Однако, скрепя сердце подарив Анне Керн в 1825 году выклянченные ею стихи, «злопамятный» Пушкин так и не забыл о своей тригорской неприятности с ними – как бы записал нашу самоуверенную генеральшу в число должников в своей состоящей из клочков бумаги с фамилиями его обидчиков легендарной «бухгалтерской книге». Во всяком случае, летом 1828 года, когда приставучая, ненасытная любовью Анна, как женщина, ему уже поднадоела, как бы в отместку за тот ее «отъем» его книги со стихами, адресованными им на самом деле недотроге и гордячке Екатерине Бакуниной, он достаточно жестоко над своей «мадам Керн» прикололся. Повод для этого и организовал сам. Опять вознамерился через Анну передать свои стихи другому лицу – Антону Дельвигу.

В воспоминаниях о Пушкине Анна Петровна со своим обычным, местами граничащим с тупостью прямодушием констатирует: «Когда Дельвиг с женою уехали в Харьков, я с отцом и сестрою перешла на их квартиру. Пушкин заходил к нам узнавать о них и раз поручил мне переслать стихи Дельвигу, говоря: «Да смотрите, сами не читайте и не заглядывайте». Я свято это исполнила и после уже узнала, что они состояли в следующем:

Как в ненастные дни собирались они. Часто. Гнули, бог их прости, от пятидесяти На сто. И отписывали, и приписывали Мелом. Так в ненастные дни занимались они Делом» [96] .

Судя по искренности этого рассказа, Анна Петровна так и не поняла, что Пушкин прежде всего хотел напомнить ей аналогичный по смыслу эпизод их тригорского общения. Когда она фактически выхватила у него из рук предназначавшуюся совсем не ей книгу с вложенными в нее стихами, не дав возможности ему, автору и владельцу этих сокровищ, пояснить связанные с ними собственные намерения. Он знал, что в тайном ожидании от него «очередного» мадригала жаждущая поэтических восхвалений собственной телесной и, как она думает о себе, душевной красоте безотказная в любви Анна не удержится и заглянет-таки в его листок. Вот и пусть хоть на этот раз почувствует себя, как сам он тогда, горько разочарованной, прочитав о любви вовсе не к ней, а к …игре в карты. Это, пожалуй, самое жестокое унижение, которое по отношению к женщине Пушкин сознательно мог себе позволить.

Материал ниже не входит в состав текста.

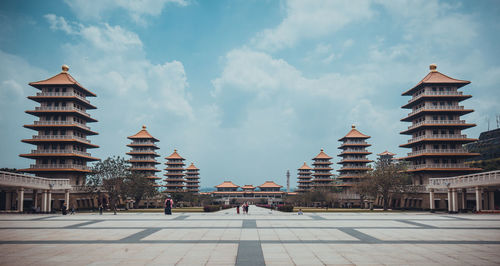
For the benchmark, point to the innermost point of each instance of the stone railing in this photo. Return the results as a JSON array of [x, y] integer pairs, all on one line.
[[435, 93], [59, 166], [60, 152], [451, 165], [437, 151], [491, 178], [60, 137], [61, 123], [62, 108], [34, 182], [436, 107], [66, 94], [437, 122], [439, 136]]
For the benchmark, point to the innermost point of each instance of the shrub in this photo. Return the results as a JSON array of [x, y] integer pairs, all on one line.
[[285, 208]]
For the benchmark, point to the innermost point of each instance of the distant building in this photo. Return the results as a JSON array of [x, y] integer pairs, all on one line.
[[322, 171], [192, 179], [354, 161], [386, 156], [304, 178], [175, 173], [143, 154], [61, 139], [488, 146], [436, 132], [269, 191]]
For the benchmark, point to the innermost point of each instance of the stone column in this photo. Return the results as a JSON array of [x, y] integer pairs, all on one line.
[[44, 201], [431, 200], [35, 198], [49, 201], [66, 198], [464, 198], [450, 201], [491, 200], [20, 200], [478, 199], [8, 200], [454, 199]]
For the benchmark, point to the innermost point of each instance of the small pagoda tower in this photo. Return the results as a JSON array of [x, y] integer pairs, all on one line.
[[143, 154], [192, 179], [175, 173], [304, 178], [436, 129], [354, 159], [322, 171], [61, 139], [386, 156]]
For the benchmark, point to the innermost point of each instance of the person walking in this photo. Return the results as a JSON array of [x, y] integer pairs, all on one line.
[[64, 209], [168, 206]]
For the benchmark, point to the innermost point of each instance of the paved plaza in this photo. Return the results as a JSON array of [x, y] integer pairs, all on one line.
[[262, 237]]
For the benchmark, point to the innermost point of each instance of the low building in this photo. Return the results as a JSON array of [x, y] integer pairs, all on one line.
[[269, 192]]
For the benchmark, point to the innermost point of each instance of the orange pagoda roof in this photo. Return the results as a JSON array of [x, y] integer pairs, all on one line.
[[354, 134], [63, 78], [322, 155], [386, 153], [143, 134], [435, 77], [174, 155], [227, 184], [192, 167], [305, 167], [270, 184]]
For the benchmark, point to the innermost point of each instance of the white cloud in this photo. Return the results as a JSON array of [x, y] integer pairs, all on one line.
[[137, 9], [112, 59], [311, 20]]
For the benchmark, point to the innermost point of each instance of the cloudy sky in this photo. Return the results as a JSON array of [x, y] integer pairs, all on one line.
[[245, 89]]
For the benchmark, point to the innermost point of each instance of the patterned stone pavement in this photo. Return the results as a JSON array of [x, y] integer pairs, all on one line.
[[262, 237]]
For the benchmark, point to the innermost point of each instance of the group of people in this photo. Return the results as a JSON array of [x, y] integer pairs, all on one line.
[[64, 210], [244, 208]]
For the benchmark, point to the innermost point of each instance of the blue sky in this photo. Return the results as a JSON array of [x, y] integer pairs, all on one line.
[[245, 89]]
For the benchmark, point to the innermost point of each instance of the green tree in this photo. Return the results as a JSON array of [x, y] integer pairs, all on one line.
[[110, 175], [385, 181], [138, 187]]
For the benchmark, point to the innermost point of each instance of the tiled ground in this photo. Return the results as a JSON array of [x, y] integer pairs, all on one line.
[[263, 237]]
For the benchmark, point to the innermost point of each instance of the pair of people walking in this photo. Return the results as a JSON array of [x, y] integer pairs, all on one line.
[[168, 206]]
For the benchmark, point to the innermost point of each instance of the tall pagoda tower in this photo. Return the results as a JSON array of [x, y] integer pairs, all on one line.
[[175, 173], [61, 139], [143, 154], [192, 179], [354, 159], [322, 171], [436, 131], [304, 178]]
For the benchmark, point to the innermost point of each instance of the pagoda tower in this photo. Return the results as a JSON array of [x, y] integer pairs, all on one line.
[[322, 171], [175, 173], [61, 139], [143, 154], [304, 178], [436, 131], [386, 156], [192, 179], [354, 159]]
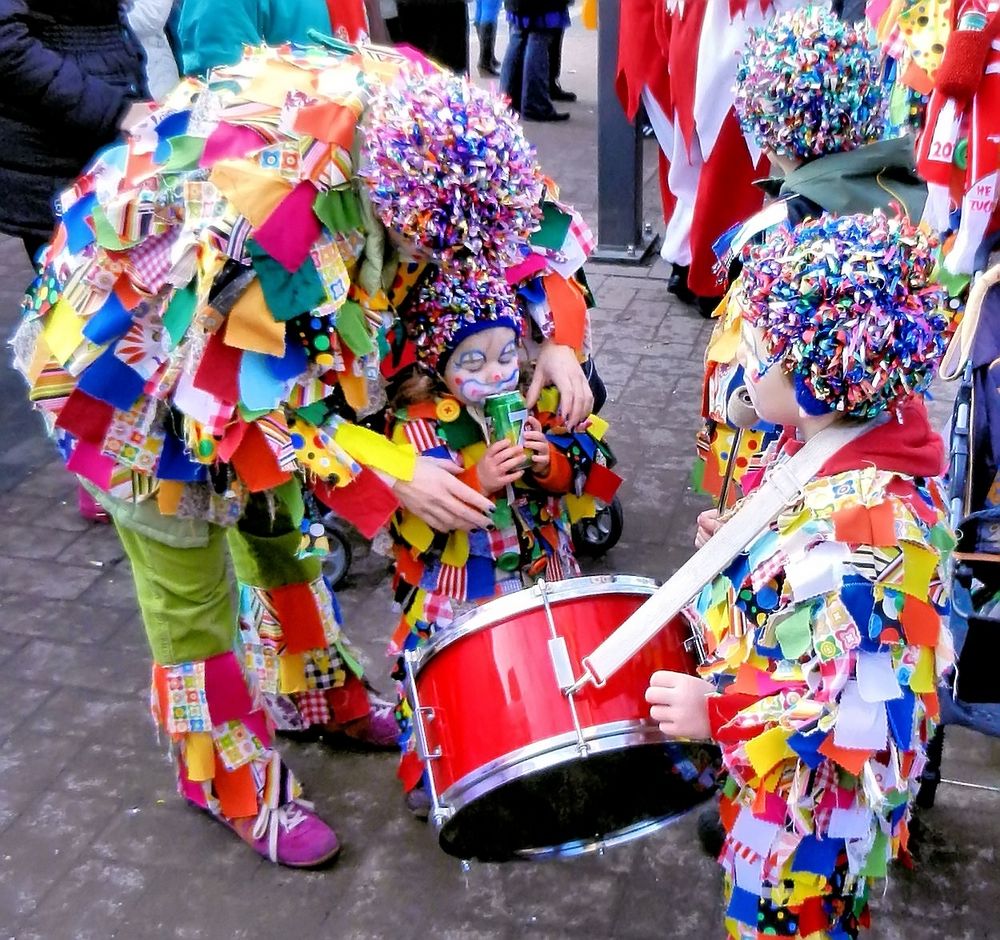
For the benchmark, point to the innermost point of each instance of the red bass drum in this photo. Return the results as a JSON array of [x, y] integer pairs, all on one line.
[[516, 767]]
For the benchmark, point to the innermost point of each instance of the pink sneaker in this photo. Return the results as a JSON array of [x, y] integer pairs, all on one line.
[[291, 835], [89, 507]]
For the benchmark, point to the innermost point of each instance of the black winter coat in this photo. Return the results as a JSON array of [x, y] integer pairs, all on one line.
[[70, 69], [536, 7]]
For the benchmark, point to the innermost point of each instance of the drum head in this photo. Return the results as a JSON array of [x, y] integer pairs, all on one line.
[[579, 806]]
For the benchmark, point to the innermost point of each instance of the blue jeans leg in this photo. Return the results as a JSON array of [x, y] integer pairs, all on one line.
[[486, 12], [512, 70], [535, 98]]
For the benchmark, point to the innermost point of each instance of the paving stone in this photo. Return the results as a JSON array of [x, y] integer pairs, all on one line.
[[95, 842], [46, 581]]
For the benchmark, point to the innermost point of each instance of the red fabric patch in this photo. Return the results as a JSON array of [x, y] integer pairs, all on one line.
[[366, 502], [85, 417], [256, 464], [296, 610]]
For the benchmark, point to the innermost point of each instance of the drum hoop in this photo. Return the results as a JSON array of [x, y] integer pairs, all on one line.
[[510, 605], [545, 754]]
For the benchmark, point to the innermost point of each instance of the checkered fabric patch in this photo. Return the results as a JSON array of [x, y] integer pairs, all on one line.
[[314, 709], [187, 703], [150, 260], [236, 744]]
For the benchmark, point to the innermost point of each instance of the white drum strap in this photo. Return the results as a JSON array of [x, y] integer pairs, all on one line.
[[782, 487]]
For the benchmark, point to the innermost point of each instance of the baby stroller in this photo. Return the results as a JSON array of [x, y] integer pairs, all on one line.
[[973, 697]]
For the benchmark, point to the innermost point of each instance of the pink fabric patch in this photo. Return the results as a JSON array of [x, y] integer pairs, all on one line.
[[226, 689], [291, 229], [527, 268], [88, 461], [228, 140]]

После тригорского конфуза с Анной Керн Пушкин даже и осенью 1830 года все еще полон сарказма, прямо исходит желчью. В отрывке «Несмотря на великие преимущества…» к тяготам своей поэтической доли в числе прочего относит: «Зло самое горькое, самое нестерпимое для стихотв.<орца> – есть его звание, прозвище, коим он заклеймен и которое никогда его не покидает. – Публика смотрит на него как на свою собственность, считает себя вправе требовать от него отчета в малейшем шаге. По ее мнению, он рожден для ее удовольствия, и дышит для того только, чтоб подбирать рифмы… Задумается ли он о расстроенных своих делах, о предположении семейственном, о болезни милого ему человека, тотчас уже пошлая улыбка сопровождает пошлое восклицание: верно изволите сочинять? Влюбится ли он? – красавица его нарочно покупает себе альбом и ждет уже элегии…» (VIII, 409)

Остается добавить, что, несмотря на нескольколетние достаточно близкие отношения, больше ничего любовного от Пушкина Анна Керн так и не дождалась. И это только подтверждает мою версию о том, что и нахально захваченное «Я помню чудное мгновенье…» предназначалось тоже отнюдь не ей.